I knew at that point that I had lost this battle, but she wasn’t done by a long shot. “And another thing,” she said. “How do you think I felt when I read what you wrote about how teachers’ grading policies are unfair and you said ‘This is especially true of English teachers.’ ” She was an English teacher.
There was only one thing I could say, and I said it through tears: “I didn’t mean you, Mom.”
I often think of this when I hear complaints from students about a teacher as happened in a school where I taught. I was one of two math teachers for the seventh and eighth grades at the school—we had both been hired at the same time. I was friendly with the other math teacher and she would often tell me of the frustrations she was facing in her classes. I knew that we didn’t see eye to eye on math education, given that she was a fan of Jo Boaler, and she believed that memorization eclipsed understanding.
In that particular school, I was available for tutoring students prior to the first period, and some of her students would occasionally come in for help. In one case, a boy was having difficulty with proportion problems, such as 3/x = 2/5. I showed him how it is solved using cross multiplication (without explaining why cross multiplication works—I was after just getting him through the assignment). I ran into the boy’s father during the summer, and he made a point to thank me for helping his son. I found this odd since I had only tutored him maybe one other time. “He was getting D’s and F’s on his test and since you helped him, he started getting A’s and he ended up with an A- in the class.”
From what I knew about the teacher, I suspected that she offered little instruction, expected students to collaborate and discover, and make connections. As it turned out, there were many complaints to the school from parents and she was fired that year. I recall her telling me that she was not going to be rehired, that parents were complaining about her, and that she felt as if she were the victim of a witch hunt.

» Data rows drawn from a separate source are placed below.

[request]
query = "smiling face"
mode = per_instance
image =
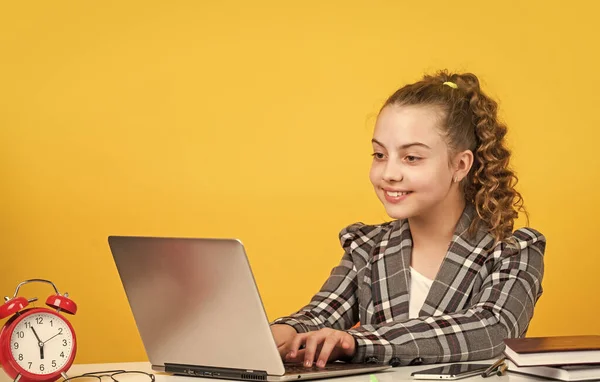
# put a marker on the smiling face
(411, 171)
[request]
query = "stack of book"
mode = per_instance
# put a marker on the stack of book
(565, 358)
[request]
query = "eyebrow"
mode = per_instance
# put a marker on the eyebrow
(404, 146)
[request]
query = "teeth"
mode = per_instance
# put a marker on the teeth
(395, 194)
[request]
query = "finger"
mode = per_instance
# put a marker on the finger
(311, 348)
(331, 341)
(299, 357)
(297, 341)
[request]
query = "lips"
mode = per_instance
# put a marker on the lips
(395, 196)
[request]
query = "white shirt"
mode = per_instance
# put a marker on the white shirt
(419, 288)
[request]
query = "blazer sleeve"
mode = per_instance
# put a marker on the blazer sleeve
(502, 308)
(335, 305)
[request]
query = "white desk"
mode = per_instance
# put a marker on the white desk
(396, 374)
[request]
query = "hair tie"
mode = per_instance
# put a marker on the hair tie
(451, 84)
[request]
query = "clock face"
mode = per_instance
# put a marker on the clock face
(42, 343)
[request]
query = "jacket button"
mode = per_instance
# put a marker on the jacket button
(416, 361)
(395, 362)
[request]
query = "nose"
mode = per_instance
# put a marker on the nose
(392, 172)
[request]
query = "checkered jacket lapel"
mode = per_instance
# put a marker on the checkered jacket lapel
(482, 294)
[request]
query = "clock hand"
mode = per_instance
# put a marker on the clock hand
(40, 343)
(57, 334)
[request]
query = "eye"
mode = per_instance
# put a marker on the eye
(378, 156)
(412, 159)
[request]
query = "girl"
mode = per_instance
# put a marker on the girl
(447, 280)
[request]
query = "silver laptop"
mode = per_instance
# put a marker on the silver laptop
(199, 313)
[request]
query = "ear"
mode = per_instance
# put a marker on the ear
(462, 163)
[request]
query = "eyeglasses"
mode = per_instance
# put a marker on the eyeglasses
(115, 375)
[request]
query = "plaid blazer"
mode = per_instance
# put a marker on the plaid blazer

Since she had read one of the books I wrote, I’m fairly certain she knew we were on opposite sides of how math should be taught. But she never said anything about my methods, nor I about hers. I enjoyed the autonomy the school gave me to teach as I wished so I kept my thoughts to myself. I was friendly with her, and my wife and I had her over a few times.
There are those who might say it is my duty to speak up about how a teacher teaches. But in a school, we are in a fragile situation. There are vast differences in teaching philosophies within the teaching profession, but you have to work and get along with fellow teachers as well as the people in power. The tightrope I walk is remaining loyal to how I believe math should be taught, while finding the common bond with the other teachers and the administration. And more importantly, realizing that many teachers are victims of the indoctrination of ed school group-think which has dominated the education profession for many decades. In the meantime, I’ll continue to write my criticisms of math education—being careful to call out the group-think and its perpetrators.